Les idées bien exposées, les réalités peuvent avoir un impact et progressivement transformer le monde. Ce n’est pas si loin, les années 70 : 30 ans à peine. A l’époque je n’aurais pas osé parier que l’on aurait 30 ans plus tard généralisé les poubelles de tri et le recyclage de plusieurs types de déchets ménagers. C’était juste le moment où l’on cessait de consigner les bouteilles en verre ! Ce ne sont pas les tracts des Verts qui ont fait avancer la conscience de « l’environnement » mais un petit journal non politicien d’éveil à la nature pour enfants et ados : La Hulotte (rien à voir avec Nicolas). Et tout un travail de lobbying auprès des décideurs, en particulier des chefs d’entreprise.

J’ai dit plusieurs fois que je me refusais à poser les questions en termes de croissance/décroissance, ce dont certains ont conclu que j’étais forcément pour le libéralisme et le consumérisme. En d’autres termes, si vous refusez un dilemme dont l’interlocuteur représente un des pôles, c’est donc que vous représentez le pôle opposé – raisonnement dont la logique m’échappe un peu, pour tout dire.

Prendre au niveau local des décisions telles que station d’épuration biologique (concrètement, quel est le système ?), recyclage des déchets, aménagement des zones de circulation selon le véhicule, j’appelle cela de la gestion intelligente et je ne peux qu’applaudir. Et je suis bien d’accord que ce type de décision n’a pas besoin d’être soumis au tampon de quelque autorité centralisée. Mais en quoi serait-ce de la décroissance, si l’on s’en tient à la définition économique de la croissance, définition fondée sur le PIB ?

Il n’y a que sur la limitation de la circulation automobile que je mettrais un bémol pour avoir vu dans des villes que je connais bien, à commencer par Paris et à continuer par certains coins de province, les bonnes intentions paver l’enfer sans faire baisser d’un poil le taux de CO2 ou d’autres polluants. Si vous l’avez fait intelligemment, bravo. Le contre exemple type, c’est Paris, les boulevards des maréchaux au sud où la construction du tramway (mille bravos) s’est accompagnée d’un rétrécissement des voies laissées aux automobilistes tandis qu’étaient aménagés de larges et magnifiques trottoirs de promenade. Résultat concret : c’est toujours l’embouteillage, le périph’ s’engorge un peu plus, et les piétons ne viennent pas plus qu’avant flâner sous les arbres parce qu’ils n’ont rien à faire là, ni leurs courses, ni leur travail s’ils sont parisiens, et que c’est trop loin des monuments s’ils sont touristes.
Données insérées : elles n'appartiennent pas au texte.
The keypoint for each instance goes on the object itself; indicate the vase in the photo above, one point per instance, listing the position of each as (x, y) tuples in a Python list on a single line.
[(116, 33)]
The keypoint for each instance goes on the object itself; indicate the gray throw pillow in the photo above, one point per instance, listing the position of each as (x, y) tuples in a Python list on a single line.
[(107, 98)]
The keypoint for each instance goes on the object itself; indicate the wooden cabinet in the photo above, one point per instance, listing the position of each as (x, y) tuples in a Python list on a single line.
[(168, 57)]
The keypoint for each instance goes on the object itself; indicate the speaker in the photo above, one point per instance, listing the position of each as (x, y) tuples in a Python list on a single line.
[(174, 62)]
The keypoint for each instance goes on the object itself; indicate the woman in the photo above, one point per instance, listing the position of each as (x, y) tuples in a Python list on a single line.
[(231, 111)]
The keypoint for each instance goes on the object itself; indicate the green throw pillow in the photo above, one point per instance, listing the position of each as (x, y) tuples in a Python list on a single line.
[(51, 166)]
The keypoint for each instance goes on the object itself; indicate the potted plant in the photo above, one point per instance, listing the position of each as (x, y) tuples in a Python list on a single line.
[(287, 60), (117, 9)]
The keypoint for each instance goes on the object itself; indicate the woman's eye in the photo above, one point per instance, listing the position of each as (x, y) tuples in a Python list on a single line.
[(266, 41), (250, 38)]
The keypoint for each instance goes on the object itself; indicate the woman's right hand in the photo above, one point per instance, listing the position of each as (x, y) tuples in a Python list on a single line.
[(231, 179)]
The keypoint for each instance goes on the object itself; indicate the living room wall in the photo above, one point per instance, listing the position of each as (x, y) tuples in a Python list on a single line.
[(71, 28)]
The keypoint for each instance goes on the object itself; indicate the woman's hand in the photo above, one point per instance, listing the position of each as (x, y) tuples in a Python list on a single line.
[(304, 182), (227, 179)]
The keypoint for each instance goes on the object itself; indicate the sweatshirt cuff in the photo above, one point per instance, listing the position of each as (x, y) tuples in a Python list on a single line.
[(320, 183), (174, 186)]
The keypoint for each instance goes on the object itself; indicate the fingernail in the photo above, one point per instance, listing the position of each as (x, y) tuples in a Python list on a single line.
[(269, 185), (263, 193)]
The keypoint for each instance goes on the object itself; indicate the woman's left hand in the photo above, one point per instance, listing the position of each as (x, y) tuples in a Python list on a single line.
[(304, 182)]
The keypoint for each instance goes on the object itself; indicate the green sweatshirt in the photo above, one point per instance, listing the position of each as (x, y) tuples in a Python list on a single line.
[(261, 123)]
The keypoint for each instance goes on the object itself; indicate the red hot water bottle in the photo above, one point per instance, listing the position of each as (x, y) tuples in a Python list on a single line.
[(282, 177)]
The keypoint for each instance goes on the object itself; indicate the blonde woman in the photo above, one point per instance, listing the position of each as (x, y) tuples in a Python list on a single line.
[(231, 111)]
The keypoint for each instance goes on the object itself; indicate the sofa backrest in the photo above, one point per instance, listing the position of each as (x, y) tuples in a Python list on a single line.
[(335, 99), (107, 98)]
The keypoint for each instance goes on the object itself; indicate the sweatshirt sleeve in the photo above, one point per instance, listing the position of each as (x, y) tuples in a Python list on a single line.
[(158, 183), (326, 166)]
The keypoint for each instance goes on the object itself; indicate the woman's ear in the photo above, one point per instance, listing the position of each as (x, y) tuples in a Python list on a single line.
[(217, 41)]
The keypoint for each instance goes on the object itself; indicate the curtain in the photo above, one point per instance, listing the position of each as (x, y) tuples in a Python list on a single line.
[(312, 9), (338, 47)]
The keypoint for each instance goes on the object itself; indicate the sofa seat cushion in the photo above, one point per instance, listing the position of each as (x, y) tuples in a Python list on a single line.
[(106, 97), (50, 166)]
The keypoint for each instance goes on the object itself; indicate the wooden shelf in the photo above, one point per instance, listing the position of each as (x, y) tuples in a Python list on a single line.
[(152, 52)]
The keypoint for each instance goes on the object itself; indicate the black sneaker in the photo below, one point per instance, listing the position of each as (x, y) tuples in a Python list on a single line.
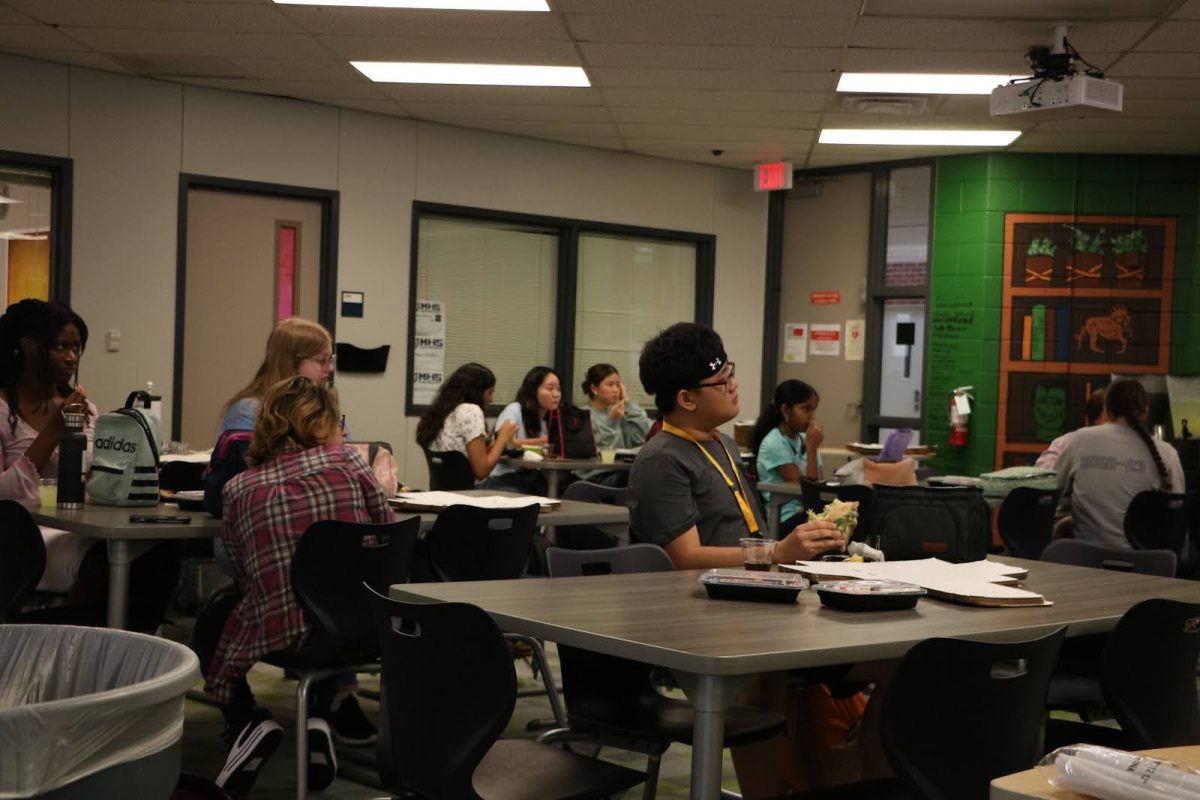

Bilan : autant de CO2 que d’hab, sinon plus et un surcroît d’énervement, sans oublier que ces gigantesques trottoirs, c’est glacial en hiver, brûlant en été, venté à décorner les bœufs. Bref, l’idéologie « écologiste » n’a pas fait avancer d’un poil la convivialité ni régresser les gaz à effet de serre mais a coûté cher pour compliquer la vie d’une partie des usagers. Par contre, tout cela fait monter le taux de croissance de la ville, comme n’importe quelle réalisation.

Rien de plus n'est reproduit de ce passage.